Closed t-imamichi closed 3 years ago
Do we need to reverse the solution bitstring or would it maybe be better to reverse the bits in the Hamiltonian? Then the solution with the MinimumEigenOptimizer
would be consistent with both CPLEX and VQE
.
If we only flip the solution in MinimumEigenOptimizer
, the solution bitstring will be the same as for CPLEX but if I do a manual optimization by using VQE
directly, the order will not be the same, right?
Yes, it will be fixed in #97
If we only flip the solution in MinimumEigenOptimizer, the solution bitstring will be the same as for CPLEX but if I do a manual optimization by using VQE directly, the order will not be the same, right?
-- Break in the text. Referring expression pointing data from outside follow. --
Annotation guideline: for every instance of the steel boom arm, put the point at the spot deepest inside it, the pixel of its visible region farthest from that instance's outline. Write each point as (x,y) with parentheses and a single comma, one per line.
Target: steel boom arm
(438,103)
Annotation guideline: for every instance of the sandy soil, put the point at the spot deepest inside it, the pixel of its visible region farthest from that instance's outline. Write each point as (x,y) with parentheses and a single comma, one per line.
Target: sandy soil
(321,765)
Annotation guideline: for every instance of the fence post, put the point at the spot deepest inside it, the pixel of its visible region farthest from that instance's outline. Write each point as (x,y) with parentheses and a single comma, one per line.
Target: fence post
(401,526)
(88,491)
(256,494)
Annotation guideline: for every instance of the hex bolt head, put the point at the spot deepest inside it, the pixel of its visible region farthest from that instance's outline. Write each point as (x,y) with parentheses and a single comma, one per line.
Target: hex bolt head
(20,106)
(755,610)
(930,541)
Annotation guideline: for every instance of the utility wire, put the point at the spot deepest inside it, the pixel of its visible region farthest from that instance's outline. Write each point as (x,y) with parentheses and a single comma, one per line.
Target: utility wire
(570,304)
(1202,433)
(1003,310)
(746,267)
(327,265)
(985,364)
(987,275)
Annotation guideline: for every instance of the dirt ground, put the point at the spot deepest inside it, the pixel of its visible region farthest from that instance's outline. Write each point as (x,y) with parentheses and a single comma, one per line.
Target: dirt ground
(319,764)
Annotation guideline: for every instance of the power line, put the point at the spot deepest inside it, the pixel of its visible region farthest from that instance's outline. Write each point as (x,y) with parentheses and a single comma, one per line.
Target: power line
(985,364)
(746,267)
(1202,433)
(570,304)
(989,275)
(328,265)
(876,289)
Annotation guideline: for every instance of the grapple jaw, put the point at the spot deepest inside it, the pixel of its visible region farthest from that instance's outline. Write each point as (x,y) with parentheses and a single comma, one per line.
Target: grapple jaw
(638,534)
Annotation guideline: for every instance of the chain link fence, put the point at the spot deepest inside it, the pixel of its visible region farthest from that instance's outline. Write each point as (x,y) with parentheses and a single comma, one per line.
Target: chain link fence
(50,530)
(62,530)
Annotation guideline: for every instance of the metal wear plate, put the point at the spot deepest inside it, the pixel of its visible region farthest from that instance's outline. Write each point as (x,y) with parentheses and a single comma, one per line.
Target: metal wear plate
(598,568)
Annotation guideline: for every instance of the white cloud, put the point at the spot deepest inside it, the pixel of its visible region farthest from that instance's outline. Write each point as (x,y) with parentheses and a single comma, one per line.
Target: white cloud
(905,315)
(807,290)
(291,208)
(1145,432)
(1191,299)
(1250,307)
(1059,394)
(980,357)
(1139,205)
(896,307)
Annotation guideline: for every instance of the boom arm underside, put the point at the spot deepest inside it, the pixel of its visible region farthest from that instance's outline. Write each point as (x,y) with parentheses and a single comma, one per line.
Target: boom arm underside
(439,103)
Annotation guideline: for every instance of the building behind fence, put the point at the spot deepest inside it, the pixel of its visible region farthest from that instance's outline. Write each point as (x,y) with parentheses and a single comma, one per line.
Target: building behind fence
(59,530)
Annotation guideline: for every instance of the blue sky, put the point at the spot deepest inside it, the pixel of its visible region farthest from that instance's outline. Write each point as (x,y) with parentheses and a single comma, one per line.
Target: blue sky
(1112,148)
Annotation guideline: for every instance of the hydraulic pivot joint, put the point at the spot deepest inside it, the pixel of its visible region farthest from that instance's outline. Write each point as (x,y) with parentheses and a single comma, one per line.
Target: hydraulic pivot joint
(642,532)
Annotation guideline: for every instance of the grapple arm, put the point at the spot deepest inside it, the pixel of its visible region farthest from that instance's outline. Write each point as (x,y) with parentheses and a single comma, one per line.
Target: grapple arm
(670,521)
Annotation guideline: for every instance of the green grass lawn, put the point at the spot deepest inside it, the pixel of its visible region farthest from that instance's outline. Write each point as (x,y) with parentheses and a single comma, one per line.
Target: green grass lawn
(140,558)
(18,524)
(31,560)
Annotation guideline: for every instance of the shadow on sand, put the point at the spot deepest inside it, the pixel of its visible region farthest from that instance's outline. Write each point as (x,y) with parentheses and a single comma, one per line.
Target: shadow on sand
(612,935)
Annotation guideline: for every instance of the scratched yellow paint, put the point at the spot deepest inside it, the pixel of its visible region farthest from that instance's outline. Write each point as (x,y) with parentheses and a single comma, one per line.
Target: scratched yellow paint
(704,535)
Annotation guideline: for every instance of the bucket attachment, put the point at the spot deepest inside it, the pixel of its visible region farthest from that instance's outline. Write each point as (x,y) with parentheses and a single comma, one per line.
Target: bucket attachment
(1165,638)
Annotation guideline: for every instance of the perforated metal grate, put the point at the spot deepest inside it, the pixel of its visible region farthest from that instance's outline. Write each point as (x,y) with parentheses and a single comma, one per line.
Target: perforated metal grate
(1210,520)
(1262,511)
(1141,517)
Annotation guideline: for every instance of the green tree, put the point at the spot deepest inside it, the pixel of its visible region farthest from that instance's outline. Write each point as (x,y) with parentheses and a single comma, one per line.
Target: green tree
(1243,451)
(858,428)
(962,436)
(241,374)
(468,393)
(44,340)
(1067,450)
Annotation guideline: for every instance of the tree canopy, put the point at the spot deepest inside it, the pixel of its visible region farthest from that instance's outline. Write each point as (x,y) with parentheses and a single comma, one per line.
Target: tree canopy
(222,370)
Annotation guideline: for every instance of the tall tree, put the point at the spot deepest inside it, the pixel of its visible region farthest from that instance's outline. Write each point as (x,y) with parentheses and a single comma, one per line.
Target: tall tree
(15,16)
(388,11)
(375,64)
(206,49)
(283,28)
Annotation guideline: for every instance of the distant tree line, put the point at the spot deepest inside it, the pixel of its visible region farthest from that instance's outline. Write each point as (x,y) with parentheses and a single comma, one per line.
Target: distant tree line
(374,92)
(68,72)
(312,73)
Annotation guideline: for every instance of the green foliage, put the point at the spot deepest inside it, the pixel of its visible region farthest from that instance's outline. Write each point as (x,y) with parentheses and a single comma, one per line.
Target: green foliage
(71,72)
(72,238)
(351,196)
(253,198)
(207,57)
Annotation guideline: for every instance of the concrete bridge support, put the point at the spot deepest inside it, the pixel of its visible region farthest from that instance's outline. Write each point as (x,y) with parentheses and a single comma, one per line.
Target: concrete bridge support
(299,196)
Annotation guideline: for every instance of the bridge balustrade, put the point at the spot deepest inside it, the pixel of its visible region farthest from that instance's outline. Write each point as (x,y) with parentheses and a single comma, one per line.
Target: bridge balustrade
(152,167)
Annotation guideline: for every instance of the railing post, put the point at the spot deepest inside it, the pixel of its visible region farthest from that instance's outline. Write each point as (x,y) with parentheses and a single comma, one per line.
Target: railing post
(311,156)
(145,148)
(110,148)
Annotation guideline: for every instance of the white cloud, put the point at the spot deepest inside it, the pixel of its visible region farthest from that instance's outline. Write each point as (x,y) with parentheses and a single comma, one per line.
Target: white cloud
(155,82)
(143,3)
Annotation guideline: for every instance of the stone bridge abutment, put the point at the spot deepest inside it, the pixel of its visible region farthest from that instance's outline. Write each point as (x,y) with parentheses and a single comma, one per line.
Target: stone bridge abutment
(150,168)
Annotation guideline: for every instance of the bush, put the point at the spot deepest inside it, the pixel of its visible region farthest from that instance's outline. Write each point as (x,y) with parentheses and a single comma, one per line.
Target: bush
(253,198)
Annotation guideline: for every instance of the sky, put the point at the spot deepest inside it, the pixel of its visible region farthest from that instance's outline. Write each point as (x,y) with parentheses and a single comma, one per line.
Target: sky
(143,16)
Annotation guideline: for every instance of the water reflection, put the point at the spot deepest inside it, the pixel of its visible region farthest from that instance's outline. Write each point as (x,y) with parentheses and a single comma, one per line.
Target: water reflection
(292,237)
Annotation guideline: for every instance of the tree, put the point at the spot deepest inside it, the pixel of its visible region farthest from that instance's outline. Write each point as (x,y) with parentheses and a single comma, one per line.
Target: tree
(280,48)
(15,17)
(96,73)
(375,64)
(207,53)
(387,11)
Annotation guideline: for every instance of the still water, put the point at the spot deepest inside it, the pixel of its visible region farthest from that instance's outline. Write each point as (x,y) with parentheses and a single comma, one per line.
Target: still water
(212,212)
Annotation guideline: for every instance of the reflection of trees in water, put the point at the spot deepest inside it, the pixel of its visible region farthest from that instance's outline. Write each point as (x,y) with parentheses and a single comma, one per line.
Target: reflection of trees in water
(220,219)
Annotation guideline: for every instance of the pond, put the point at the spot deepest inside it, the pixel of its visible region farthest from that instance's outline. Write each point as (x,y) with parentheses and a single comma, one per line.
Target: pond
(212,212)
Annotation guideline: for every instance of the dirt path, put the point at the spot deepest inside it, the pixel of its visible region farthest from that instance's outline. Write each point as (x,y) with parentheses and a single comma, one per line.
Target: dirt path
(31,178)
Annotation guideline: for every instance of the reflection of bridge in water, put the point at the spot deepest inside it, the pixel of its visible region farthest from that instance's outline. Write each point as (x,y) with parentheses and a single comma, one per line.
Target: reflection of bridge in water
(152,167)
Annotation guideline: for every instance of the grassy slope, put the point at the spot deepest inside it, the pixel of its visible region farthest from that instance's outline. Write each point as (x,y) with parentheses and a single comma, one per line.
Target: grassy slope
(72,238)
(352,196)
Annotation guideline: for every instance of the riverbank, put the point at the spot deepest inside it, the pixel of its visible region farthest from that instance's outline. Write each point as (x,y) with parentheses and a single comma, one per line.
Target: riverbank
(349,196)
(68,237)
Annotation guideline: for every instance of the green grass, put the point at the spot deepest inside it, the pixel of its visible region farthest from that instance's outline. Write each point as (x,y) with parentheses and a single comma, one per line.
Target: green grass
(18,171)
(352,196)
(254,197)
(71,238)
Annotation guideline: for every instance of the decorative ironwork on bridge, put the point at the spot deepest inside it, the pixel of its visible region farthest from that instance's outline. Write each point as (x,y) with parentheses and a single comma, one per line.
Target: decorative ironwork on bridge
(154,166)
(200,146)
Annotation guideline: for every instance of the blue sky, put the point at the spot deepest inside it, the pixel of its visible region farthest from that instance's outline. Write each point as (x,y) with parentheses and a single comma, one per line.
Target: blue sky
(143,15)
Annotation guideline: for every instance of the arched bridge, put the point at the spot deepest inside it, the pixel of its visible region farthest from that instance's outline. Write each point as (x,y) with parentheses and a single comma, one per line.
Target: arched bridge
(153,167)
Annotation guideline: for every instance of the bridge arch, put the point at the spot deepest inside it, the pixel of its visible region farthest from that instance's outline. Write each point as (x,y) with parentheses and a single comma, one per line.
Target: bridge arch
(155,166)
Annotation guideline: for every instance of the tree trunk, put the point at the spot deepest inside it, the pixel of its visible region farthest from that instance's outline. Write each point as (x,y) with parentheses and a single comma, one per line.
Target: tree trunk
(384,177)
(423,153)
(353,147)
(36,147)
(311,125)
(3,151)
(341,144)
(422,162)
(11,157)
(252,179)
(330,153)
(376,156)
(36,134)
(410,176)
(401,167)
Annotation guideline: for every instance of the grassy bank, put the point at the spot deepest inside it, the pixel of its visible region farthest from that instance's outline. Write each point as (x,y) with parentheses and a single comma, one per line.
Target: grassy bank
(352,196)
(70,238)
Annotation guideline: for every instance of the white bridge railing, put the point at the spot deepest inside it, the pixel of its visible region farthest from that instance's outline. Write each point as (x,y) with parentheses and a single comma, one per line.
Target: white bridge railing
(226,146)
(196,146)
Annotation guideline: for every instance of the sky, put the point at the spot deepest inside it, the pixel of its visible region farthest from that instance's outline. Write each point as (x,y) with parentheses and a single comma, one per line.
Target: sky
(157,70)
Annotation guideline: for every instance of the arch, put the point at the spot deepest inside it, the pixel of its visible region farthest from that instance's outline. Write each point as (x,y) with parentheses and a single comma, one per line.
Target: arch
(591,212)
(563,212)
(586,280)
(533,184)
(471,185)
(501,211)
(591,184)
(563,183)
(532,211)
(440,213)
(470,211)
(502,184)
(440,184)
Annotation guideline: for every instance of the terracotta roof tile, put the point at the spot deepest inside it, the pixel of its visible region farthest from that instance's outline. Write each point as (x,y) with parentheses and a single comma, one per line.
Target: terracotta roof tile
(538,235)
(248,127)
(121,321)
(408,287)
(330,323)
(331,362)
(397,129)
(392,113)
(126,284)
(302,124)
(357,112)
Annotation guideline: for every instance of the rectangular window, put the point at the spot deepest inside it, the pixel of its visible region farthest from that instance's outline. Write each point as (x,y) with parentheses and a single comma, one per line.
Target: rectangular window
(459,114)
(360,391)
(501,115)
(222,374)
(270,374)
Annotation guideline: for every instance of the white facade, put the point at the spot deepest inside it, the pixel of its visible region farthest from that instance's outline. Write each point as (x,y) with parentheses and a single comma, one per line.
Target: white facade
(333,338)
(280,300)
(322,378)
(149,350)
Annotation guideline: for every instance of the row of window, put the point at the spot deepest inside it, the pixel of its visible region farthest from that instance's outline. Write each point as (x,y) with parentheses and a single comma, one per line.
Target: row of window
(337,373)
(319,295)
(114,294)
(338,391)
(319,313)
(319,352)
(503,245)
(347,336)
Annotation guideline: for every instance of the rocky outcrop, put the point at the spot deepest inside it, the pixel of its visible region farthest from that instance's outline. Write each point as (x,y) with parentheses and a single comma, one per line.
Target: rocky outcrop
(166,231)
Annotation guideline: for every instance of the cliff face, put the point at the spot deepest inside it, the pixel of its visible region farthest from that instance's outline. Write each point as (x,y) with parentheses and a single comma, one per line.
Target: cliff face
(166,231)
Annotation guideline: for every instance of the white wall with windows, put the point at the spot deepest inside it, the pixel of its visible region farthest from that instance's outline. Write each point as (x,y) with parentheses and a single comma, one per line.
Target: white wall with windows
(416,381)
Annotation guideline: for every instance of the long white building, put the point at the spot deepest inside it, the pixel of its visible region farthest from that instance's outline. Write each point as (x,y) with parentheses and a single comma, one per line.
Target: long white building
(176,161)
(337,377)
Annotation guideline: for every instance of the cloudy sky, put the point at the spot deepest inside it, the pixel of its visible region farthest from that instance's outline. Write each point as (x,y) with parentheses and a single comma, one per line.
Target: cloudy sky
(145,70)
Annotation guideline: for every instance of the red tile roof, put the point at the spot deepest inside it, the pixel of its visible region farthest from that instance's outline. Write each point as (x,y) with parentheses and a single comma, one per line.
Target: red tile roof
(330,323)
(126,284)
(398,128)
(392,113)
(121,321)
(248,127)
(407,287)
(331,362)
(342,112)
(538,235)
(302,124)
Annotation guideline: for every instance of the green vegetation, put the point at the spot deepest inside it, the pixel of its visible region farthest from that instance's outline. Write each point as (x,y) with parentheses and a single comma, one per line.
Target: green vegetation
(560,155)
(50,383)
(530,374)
You're right. I only flipped the solution in MinimumEigenOptimizer
in #97.
Hmm, ya, it might be better to reverse the bits in the Hamiltonian for consistency.
We can reverse the bits in the Hamiltonian, easily. Currently, variable x_0 is mapped to qubit q_0, x1 -> q1,..., and x_n -> q_n. If we want reverse the bits in the Hamiltonian, we map x_0 -> q_n, x_1 -> q_n-1, ..., and x_n -> q_0.
Oh, sorry. I missed the point. We need to revisit the ordering of Hamiltonian. How about discussing it in another issue?
Why not in this issue (since the bug is described here)? 🙂 If the changes are not too big it would probably be better to do only one fix instead of first re-ordering the solution bits and then undoing this by re-ordering the Hamiltonian.
@a-matsuo do you think you could check if reversing the Hamiltonian order fixes the problem consistently? 🙂
It's just in case. Some users may use the current order.
But, as you say, it's a good opportunity to change the order because this library is new.
Anyways, we need to clarify the order of Hamiltonian in docstrings of to_ising
and from_ising
.
@Cryoris Sure. Let me check reversing the Hamiltonian order works correctly as I expect. I will work on it next week. @t-imamichi Ya, we need to clarify the order of Hamiltonian in docstrings if we change it.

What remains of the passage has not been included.